Stream of Kasha-ness

We did have kasha for supper last night. Bill said "Where did you get kasha?" It was in a tall glass jar in the kitchen waiting for this moment. I threw in some small white onions chopped into wedges. The kasha was mushy but good, maybe it wasn't toasted. Easting toasted raw kasha sounds like something I'd like. I've had crunchy grain at the beer supply store once. It was malted grain sweet and toasted. The proprietor said he used it on his breads. Bill hasn't made beer in about 15 years.

There isn't a grain or a bean I don't like and I always feel like slightly virtuous when I am soaking beans. I think I just like incubating things. At the moment the breads are rising and the 450 degree oven is warming the ice cold kitchen. I just rinsed and am soaking some kidney beans. Speaking of incubating, the pigeons or rock doves abandoned their two eggs in their nest under the eaves outside of our third floor bathroom window. I have threatened to reach out and grab them for an omelet. The neighbors three family house is an arms length away but now it has been over a month of egg watching so I won't. I have seen many rock dove chicks hatch as punk rockers and grow up to be conventional pigeon citizens. The hatching has been entertaining to visiting children and our dogs and cats over the 17 years of living here. I hope the doves come back. Maybe the leftover eggs are preventing new doves from coming. I'm sure there will be a wind or ice storm that will knock the eggs out.

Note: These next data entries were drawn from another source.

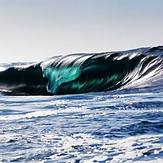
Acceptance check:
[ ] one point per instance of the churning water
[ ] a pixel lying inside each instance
(121, 124)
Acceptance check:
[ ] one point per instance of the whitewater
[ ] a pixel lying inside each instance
(80, 108)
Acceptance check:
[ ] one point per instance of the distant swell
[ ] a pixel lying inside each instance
(81, 73)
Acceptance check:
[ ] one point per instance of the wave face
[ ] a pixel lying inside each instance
(81, 73)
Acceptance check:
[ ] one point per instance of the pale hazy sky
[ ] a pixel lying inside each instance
(38, 29)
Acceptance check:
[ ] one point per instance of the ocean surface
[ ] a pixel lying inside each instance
(120, 125)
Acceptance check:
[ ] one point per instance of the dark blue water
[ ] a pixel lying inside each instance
(121, 122)
(115, 126)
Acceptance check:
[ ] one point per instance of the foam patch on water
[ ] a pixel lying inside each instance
(40, 113)
(87, 149)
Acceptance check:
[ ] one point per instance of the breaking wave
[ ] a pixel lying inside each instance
(82, 73)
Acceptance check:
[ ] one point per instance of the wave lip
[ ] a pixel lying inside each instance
(81, 73)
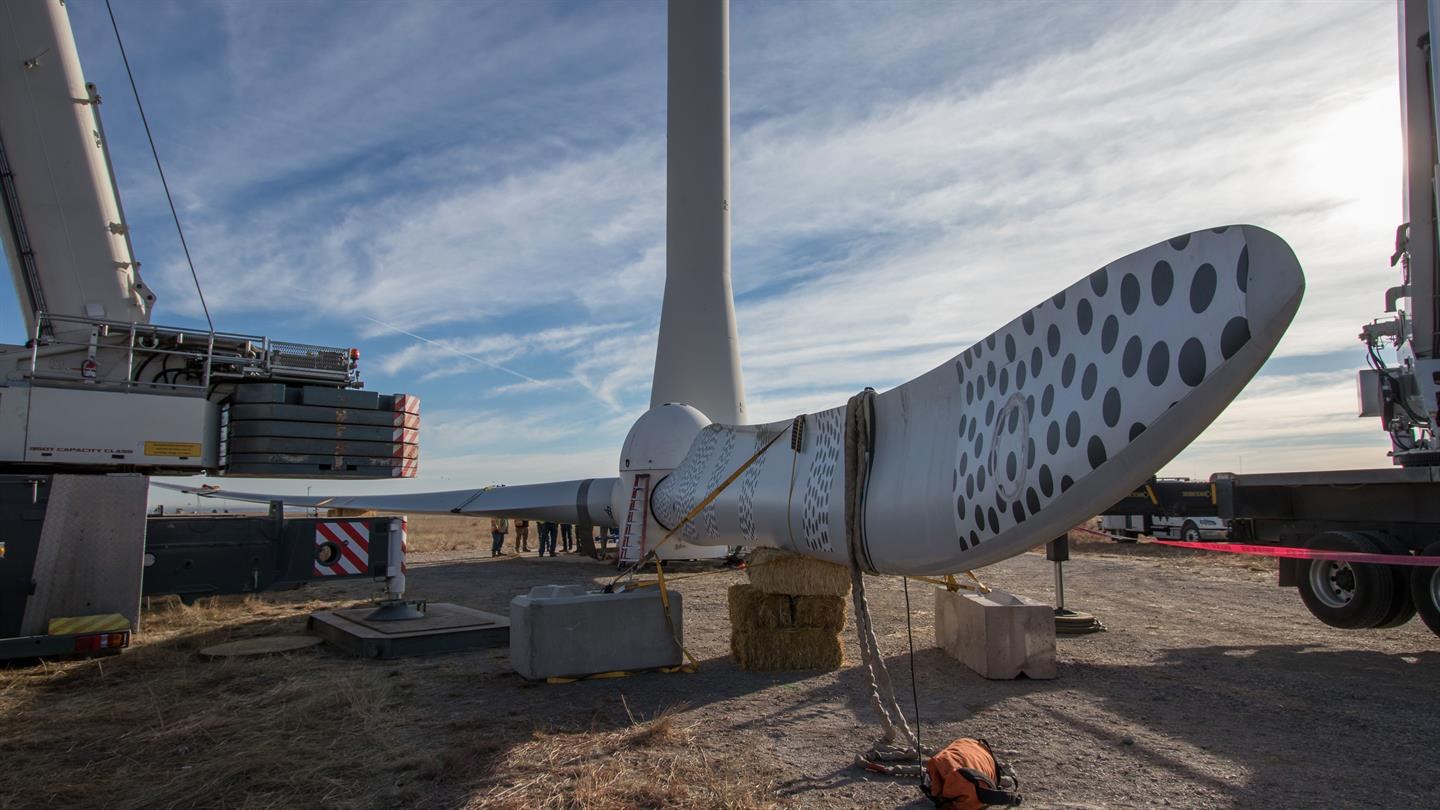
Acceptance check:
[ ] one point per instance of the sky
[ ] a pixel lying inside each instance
(474, 195)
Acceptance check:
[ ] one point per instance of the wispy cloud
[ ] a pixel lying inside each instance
(906, 177)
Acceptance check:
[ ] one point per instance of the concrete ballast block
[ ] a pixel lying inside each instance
(998, 634)
(568, 632)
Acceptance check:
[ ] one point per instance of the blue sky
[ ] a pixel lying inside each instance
(906, 177)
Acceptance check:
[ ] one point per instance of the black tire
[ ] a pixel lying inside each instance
(1341, 594)
(1424, 591)
(1401, 607)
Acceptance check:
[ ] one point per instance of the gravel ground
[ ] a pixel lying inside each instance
(1211, 688)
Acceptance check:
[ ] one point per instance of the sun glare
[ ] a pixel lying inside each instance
(1354, 154)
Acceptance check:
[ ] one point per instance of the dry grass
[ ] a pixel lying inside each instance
(160, 727)
(655, 763)
(447, 532)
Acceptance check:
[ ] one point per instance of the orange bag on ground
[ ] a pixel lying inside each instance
(965, 776)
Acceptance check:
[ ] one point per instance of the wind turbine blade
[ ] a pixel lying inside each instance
(585, 500)
(1030, 431)
(697, 356)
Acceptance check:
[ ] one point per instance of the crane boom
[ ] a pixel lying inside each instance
(68, 244)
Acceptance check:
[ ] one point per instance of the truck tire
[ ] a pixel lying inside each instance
(1424, 591)
(1341, 594)
(1401, 607)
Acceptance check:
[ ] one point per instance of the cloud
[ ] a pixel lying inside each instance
(491, 177)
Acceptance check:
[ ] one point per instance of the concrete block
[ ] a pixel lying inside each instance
(997, 634)
(568, 632)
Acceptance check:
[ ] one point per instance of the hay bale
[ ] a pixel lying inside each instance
(786, 649)
(778, 571)
(752, 607)
(827, 613)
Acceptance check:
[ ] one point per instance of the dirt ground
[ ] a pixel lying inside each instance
(1211, 688)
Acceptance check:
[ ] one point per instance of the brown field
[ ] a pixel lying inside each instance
(1211, 688)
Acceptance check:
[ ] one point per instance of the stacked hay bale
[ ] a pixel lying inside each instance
(791, 614)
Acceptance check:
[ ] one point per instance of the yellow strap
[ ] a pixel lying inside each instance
(949, 582)
(982, 587)
(664, 601)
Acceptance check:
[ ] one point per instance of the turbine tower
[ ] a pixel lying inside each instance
(697, 361)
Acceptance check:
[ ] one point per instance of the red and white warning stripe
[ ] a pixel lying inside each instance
(405, 542)
(350, 539)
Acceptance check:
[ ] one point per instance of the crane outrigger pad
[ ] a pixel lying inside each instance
(444, 629)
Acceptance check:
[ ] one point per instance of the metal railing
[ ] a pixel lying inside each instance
(206, 358)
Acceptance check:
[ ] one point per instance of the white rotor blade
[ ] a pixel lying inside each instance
(1056, 415)
(585, 500)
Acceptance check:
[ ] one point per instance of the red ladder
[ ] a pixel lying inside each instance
(637, 518)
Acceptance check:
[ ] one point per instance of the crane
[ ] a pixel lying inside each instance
(98, 397)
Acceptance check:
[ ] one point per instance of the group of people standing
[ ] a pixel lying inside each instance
(500, 526)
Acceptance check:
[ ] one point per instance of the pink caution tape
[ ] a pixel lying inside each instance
(1309, 554)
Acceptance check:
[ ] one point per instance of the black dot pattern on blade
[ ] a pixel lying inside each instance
(1158, 366)
(1109, 333)
(1129, 293)
(1096, 451)
(1087, 381)
(1100, 280)
(1134, 353)
(1162, 283)
(1056, 394)
(1234, 336)
(1193, 362)
(1203, 288)
(1110, 410)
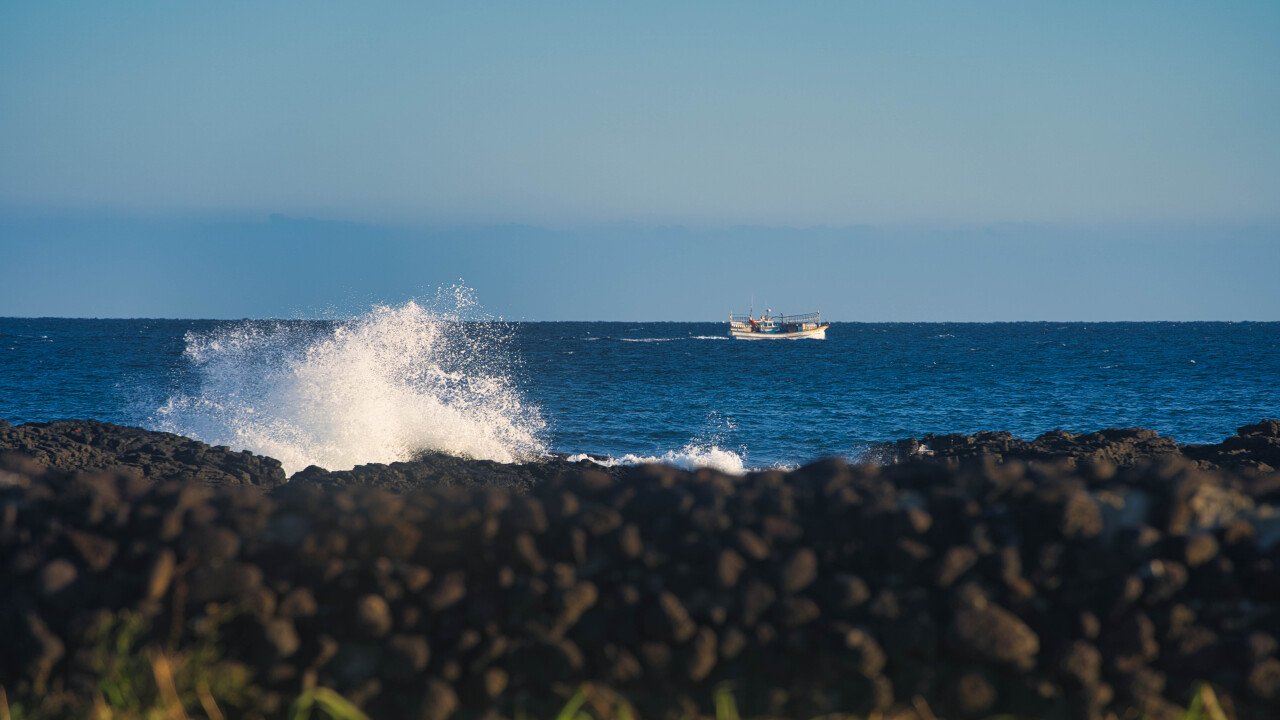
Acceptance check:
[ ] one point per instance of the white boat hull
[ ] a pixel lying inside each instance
(817, 333)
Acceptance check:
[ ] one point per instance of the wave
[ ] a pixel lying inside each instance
(689, 458)
(380, 387)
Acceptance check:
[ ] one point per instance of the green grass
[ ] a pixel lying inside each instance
(138, 682)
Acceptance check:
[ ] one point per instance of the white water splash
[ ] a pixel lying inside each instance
(380, 387)
(689, 458)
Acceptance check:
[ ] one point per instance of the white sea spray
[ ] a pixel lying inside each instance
(385, 386)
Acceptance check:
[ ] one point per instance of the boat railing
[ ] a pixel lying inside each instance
(800, 319)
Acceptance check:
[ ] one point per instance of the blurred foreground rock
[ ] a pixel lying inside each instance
(1055, 578)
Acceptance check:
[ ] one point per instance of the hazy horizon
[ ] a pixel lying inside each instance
(877, 162)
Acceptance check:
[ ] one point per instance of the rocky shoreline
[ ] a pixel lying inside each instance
(972, 575)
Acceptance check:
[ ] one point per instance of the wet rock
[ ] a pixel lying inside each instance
(1201, 547)
(160, 574)
(56, 575)
(800, 570)
(406, 656)
(223, 582)
(1265, 679)
(672, 619)
(374, 615)
(955, 563)
(282, 636)
(702, 655)
(992, 633)
(1082, 664)
(439, 701)
(447, 591)
(973, 696)
(728, 568)
(95, 551)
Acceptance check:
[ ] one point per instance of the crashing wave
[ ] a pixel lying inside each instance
(385, 386)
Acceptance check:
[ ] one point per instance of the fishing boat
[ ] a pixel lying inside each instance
(777, 327)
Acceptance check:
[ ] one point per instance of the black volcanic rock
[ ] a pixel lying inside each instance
(1070, 575)
(1255, 447)
(440, 470)
(96, 447)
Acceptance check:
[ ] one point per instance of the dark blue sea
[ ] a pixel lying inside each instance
(403, 379)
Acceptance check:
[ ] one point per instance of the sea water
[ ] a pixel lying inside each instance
(403, 379)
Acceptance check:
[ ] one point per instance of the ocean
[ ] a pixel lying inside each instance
(403, 379)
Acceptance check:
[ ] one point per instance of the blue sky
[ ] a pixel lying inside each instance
(1084, 160)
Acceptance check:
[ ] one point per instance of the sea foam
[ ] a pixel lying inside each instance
(380, 387)
(689, 458)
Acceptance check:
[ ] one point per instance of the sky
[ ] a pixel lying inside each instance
(648, 160)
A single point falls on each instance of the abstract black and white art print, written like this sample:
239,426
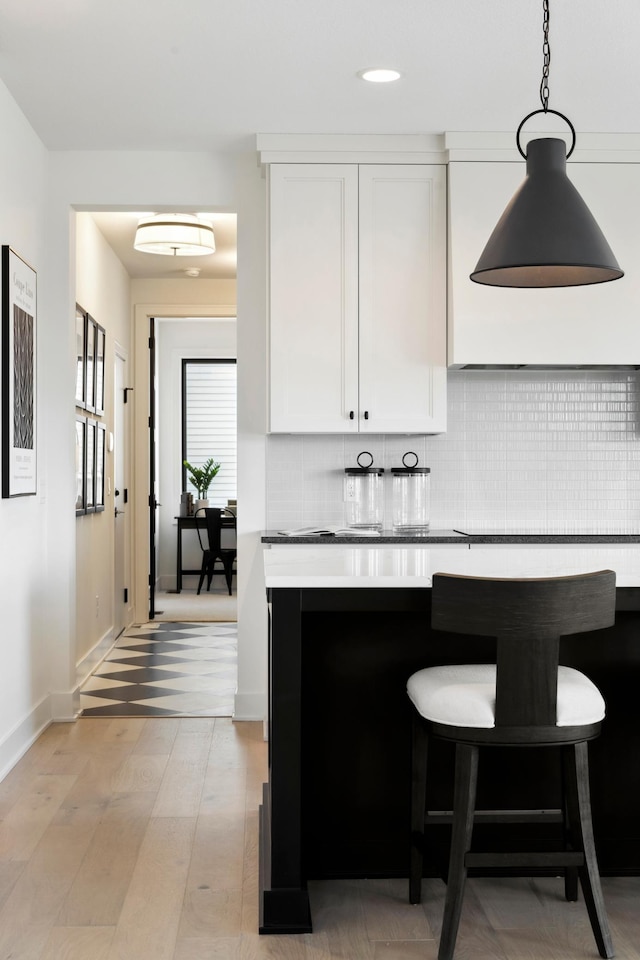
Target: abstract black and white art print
19,319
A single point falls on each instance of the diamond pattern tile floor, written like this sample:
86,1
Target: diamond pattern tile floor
166,670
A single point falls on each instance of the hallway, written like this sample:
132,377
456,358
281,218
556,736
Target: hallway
136,839
166,669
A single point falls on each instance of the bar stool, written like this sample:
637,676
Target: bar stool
525,699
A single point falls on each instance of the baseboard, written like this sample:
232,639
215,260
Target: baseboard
86,666
65,707
25,733
249,706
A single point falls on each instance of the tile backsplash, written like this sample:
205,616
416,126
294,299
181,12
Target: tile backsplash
554,450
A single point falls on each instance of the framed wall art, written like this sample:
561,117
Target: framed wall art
81,465
90,360
99,368
81,347
101,446
90,473
19,324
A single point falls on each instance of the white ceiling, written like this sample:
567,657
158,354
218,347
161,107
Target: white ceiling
210,74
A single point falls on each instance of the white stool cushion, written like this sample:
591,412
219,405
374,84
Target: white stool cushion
464,695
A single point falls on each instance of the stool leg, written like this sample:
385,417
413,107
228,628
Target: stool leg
570,873
419,747
464,800
577,762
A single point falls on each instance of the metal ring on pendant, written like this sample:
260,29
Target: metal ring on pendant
557,114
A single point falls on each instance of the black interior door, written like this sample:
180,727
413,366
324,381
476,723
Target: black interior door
152,469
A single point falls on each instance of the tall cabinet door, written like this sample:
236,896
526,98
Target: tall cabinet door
313,298
402,298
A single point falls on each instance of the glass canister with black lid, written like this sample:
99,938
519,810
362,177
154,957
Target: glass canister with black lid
411,496
364,494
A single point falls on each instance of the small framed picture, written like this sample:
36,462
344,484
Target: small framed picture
90,459
81,465
101,446
90,360
99,365
19,323
81,347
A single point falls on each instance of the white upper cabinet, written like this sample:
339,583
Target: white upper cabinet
357,298
596,324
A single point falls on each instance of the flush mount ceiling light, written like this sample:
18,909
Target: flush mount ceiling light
547,236
379,75
175,235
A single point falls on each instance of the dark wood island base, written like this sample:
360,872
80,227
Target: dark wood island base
337,801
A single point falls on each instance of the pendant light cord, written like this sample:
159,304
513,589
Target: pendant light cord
546,57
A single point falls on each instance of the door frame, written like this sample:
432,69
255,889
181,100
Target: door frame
121,354
142,313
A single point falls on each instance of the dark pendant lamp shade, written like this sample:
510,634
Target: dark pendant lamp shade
547,236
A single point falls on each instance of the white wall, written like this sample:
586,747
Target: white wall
103,290
177,340
25,559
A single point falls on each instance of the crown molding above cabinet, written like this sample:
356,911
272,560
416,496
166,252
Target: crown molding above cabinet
434,147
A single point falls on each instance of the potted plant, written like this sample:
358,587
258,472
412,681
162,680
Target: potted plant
201,478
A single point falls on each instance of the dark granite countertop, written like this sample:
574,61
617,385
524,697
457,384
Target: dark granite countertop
458,536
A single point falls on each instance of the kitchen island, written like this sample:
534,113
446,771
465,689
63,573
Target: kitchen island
348,625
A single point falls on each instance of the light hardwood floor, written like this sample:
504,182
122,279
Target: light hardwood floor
136,839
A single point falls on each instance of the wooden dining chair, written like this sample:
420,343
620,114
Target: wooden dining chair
524,699
213,551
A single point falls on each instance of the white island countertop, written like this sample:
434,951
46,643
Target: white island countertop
413,566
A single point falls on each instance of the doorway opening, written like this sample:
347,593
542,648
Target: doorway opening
195,419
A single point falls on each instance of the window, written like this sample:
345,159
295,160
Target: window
209,423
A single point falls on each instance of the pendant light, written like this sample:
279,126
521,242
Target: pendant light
547,236
175,235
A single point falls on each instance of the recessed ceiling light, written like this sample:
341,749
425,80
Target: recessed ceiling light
379,75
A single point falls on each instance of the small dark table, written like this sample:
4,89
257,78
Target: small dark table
190,523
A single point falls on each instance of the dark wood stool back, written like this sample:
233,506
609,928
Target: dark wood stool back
527,619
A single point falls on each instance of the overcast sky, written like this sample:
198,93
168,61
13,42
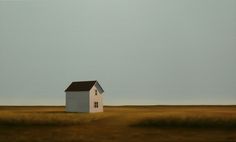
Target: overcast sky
140,51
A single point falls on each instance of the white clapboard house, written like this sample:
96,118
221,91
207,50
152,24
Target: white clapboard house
84,96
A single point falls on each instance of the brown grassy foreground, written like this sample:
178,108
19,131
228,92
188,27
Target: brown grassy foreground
117,124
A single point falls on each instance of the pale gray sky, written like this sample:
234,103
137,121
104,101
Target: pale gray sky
141,51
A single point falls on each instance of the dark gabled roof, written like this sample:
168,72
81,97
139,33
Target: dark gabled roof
82,86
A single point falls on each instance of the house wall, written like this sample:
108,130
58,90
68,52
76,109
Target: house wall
95,98
77,101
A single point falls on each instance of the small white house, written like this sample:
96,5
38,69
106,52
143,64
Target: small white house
84,96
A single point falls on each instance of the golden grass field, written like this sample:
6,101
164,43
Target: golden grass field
119,124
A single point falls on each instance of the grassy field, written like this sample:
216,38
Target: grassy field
118,124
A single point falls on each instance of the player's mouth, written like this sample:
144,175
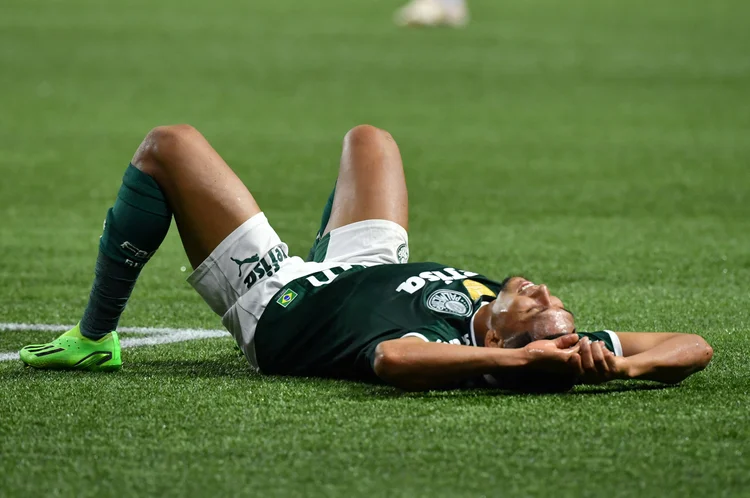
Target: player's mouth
525,284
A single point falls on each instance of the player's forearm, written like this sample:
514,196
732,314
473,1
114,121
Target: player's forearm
417,366
672,360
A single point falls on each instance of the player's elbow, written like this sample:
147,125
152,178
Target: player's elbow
392,367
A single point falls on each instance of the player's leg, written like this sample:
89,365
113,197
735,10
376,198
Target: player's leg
366,217
371,183
175,170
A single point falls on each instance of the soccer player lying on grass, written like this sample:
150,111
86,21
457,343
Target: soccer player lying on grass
356,309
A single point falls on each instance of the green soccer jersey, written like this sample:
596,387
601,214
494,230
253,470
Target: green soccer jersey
328,324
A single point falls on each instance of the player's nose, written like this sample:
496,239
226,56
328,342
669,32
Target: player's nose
542,295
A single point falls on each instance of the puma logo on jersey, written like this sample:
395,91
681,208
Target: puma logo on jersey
447,275
251,259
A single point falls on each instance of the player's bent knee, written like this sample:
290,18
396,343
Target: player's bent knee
368,135
161,143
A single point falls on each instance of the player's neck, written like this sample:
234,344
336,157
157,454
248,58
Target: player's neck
481,324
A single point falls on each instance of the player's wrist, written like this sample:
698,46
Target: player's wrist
627,369
515,358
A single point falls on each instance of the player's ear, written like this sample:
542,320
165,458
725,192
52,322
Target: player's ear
492,339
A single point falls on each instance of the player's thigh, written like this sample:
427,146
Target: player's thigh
371,183
207,198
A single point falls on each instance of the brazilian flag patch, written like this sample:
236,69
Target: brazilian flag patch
286,298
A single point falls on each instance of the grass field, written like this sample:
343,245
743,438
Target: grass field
600,146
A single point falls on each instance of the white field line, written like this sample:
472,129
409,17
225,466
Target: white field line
44,327
153,337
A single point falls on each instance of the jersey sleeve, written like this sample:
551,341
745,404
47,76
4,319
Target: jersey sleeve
608,337
366,357
428,334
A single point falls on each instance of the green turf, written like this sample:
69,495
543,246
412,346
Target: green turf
597,145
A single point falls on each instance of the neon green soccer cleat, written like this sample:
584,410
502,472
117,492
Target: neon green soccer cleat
73,351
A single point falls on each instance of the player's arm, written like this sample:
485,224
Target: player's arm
659,356
415,365
663,356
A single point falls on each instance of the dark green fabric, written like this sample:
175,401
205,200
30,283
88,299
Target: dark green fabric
323,224
138,222
338,317
320,250
599,336
136,225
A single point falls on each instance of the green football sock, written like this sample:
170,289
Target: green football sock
323,223
136,225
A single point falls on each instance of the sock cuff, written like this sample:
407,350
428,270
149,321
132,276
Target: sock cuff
141,192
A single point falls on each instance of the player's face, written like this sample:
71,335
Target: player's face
525,311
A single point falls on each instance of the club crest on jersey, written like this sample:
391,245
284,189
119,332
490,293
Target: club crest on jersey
402,253
449,301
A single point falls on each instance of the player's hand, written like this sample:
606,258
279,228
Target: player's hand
599,364
557,356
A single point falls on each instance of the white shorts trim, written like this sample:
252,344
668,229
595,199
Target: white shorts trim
240,277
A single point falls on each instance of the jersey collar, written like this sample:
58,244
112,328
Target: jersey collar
471,324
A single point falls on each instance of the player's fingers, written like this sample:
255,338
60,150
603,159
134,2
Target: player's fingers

The only food I don't like is liver but I only had it once as a kid and I suspect I might be okay with it now given the opportunity. We bought hobnobs at JobLot last night along with a box of three large bars of black currant soap. It is always fun to see what they have and their food section has grown to four aisles! Shopping there no longer feels like dumpster diving, not that there's anything wrong with that. We used to buy cases of Twinnings black currant tea from our corner market when we lived on the west end in Providence in 1988. Back then we timed our tea because after five minutes the tea tasted like pencil lead. I drank a pot of tea or more with milk and honey every morning for courage before I could venture out of the apartment to walk my black Lab, Ruby. That neighborhood was annoying because people were assuming we were just like them! It was a bunch of neighborhood re-vitalizers trying to run our life and get us to buy the run down dark green house we were renting. The porch had no railing and was overlooking an empty boarded up maroon house and an alley where we occasionally heard gunshots. NO WAY will I stay here! I don't think I ever fully unpacked and moved in. I had a studio in the CIC building and would bicycle back and forth while Ruby, a puppy, was like a loose lawn mower. She chewed holes in everything we owned. I remember buying a whole chicken one night and bicycling home with it in the dark while having difficulty steering.

We moved to Woonsocket in 1988 to squat in a tiny rubble construction mill on the Blackstone river as we tried to buy it from the little old man who was ready to sell it to us, as soon as we got financing and a bunch of people involved. The bank crisis happened and that was the end of that adventure. But it had been a year and a half of showering at the YMCA and cooking on a hot plate and sleeping on a single mattress mounted on a hollow door in the 10' by 10' red and black linoleumed fluorescent lit machine shop office. It was comfortable and with our two eighty pound dogs squeezed into the remaining spaces on the bed. We were warm! My brother in law Jeffrey slept on my layout table one Christmas eve when he was visiting from Spain. We even had one party there with people drawing in chalk on the cement floor and kids being pulled around the room on the industrial dolly. I remember taking a day to wash up after the party heating the tan enamel dye pot from college, full of water on the hot plate to warm the water. My vintage 25 dollar washing machine was hooked up to the mill sink too and I would hang my wet clothes on a clothesline in my studio.

I like living in a city neighborhood although I still fantasize about living in the huge firehouse on Cumberland Hill road or the one on North Main Street but luckily they are working fire stations as they'd be saving us if we needed it. I did live in a cottage in Carrborro NC and the landlady Frances Parks Lloyd set the house on fire! Luckily I was not inside. Her ex husband was the fire chief. She was diabetic and didn't always take her insulin. That's another story. Unfortunately for her she had a witness - a contractor waiting in a nearby driveway to start work. He saw her go in and then come out a few minutes later, the house ablaze. I was flown from Providence to North Carolina to the Hillsboro court house to testify. I wore a black 1950's pinstripe dress I called my Perry Mason dress that I had found in a thrift store--it had rhinestones on the collar. I still have it. The detectives brought in the floor of the cottage to show that the fire had been set. That was in 1982.

An owner of a vintage fire truck wants to hire us to be his vintage fire brigade band. So we are all excited about the song possibilities (we compose or adapt our own) and the wool coats and caps provided we're not playing in July.

The sky is orange. Dawn is delicious.